In the US, the rate of childhood obesity has more than doubled over the past 3 decades. But in a new study, researchers from the University of Southampton in the UK say they have identified a number of risk factors that, if modified early, could prevent childhood obesity.
Past studies have indicated that certain factors in a child's early life may influence their likelihood of becoming obese later in life.
In this latest study, however, Prof. Robinson and her team wanted to assess how a combination of previously documented early-life risk factors affect a child's risk of later-life obesity.

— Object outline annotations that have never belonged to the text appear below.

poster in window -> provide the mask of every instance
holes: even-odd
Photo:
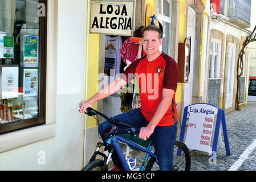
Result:
[[[24,35],[24,64],[38,63],[38,36]]]
[[[25,97],[38,95],[38,69],[24,69],[23,87]]]
[[[2,67],[2,98],[18,97],[19,67]]]

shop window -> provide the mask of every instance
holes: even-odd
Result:
[[[170,55],[172,2],[168,0],[156,1],[157,18],[162,24],[162,45],[161,51]]]
[[[0,134],[44,123],[46,0],[0,0]]]

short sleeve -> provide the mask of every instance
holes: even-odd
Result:
[[[164,71],[162,88],[172,89],[176,92],[178,78],[178,68],[176,61],[168,55],[165,55],[165,69]]]

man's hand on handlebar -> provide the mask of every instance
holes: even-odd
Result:
[[[88,107],[91,107],[94,109],[94,106],[92,106],[92,105],[87,101],[84,101],[80,104],[79,105],[80,107],[80,113],[84,113],[86,109]]]
[[[147,140],[149,138],[150,135],[154,132],[154,130],[151,129],[148,127],[143,127],[140,129],[139,138],[143,140]]]

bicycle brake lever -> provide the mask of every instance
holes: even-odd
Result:
[[[133,136],[136,136],[136,134],[137,134],[139,133],[138,130],[134,129],[134,128],[129,128],[129,131]]]

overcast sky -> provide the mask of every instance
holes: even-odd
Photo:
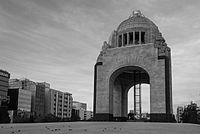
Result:
[[[174,108],[200,104],[199,7],[199,0],[0,0],[0,68],[70,92],[91,110],[103,41],[141,10],[172,49]]]

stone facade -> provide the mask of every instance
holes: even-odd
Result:
[[[139,75],[133,72],[140,72]],[[133,84],[133,78],[136,82]],[[151,121],[171,121],[171,54],[158,27],[141,12],[123,21],[104,42],[94,76],[96,120],[127,118],[128,90],[150,84]]]

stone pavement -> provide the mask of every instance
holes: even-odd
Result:
[[[200,125],[146,122],[0,124],[0,134],[200,134]]]

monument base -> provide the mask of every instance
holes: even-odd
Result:
[[[150,122],[174,122],[173,114],[153,113],[150,114]]]

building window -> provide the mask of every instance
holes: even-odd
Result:
[[[139,32],[135,32],[135,44],[139,44]]]
[[[124,41],[124,46],[126,46],[127,45],[127,33],[125,33],[124,35],[123,35],[123,41]]]
[[[118,38],[118,47],[121,47],[122,46],[122,35],[119,35],[119,38]]]
[[[145,44],[145,32],[141,32],[141,44]]]
[[[129,44],[133,44],[133,32],[129,33]]]

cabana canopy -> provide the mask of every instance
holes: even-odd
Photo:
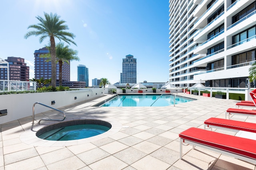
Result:
[[[202,85],[202,84],[201,84],[199,82],[198,82],[196,83],[195,84],[192,86],[191,87],[200,88],[205,88],[205,86],[203,85]]]
[[[106,85],[105,86],[105,88],[117,88],[116,87],[112,84],[111,83],[109,83],[109,84]]]
[[[176,87],[175,87],[173,84],[170,82],[166,83],[161,88],[164,89],[170,89],[172,88],[176,88]]]
[[[147,87],[141,83],[138,82],[132,87],[132,88],[147,88]]]

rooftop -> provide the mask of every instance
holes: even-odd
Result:
[[[98,137],[62,143],[38,140],[30,130],[32,116],[0,125],[0,166],[6,170],[255,169],[251,163],[198,147],[192,149],[190,145],[183,146],[185,155],[180,159],[179,133],[192,127],[203,129],[204,121],[211,117],[224,119],[226,110],[235,108],[237,101],[190,95],[198,100],[175,107],[90,106],[109,96],[58,108],[66,112],[66,120],[111,121],[113,129]],[[58,116],[50,111],[36,115],[35,119]],[[256,123],[254,117],[234,115],[230,119]],[[34,129],[55,123],[42,121]]]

Among 991 mother and child pairs who were a part of the Southampton Women's Survey, the team assessed the effects of five early-life risk factors that have been associated with childhood obesity: obesity, excess weight gain, smoking and low vitamin D levels during a mother's pregnancy, and short breastfeeding duration (less than 1 month) after birth.
The researchers found that only 148 (15%) of the children had no early-life risk factors for childhood obesity, while 330 (33%) had one risk factor, 296 (30%) had two, 160 (16%) had three and 57 (6%) had four or five.
When the children were 4 years of age, the researchers found that those with four or five early-life risk factors had a 19% higher fat mass and were were 3.99 times more likely to be overweight or obese than those who had no risk factors.
When the children were 6 years old, the team found that those who had four or five early-life risk factors had a 47% higher fat mass and were 4.65 times more likely to be overweight or obese than those with no risk factors.
Prof. Robinson says these findings indicate that "interventions to prevent obesity need to start earlier, even before conception, and that having a healthy body weight and not smoking at this time could be key."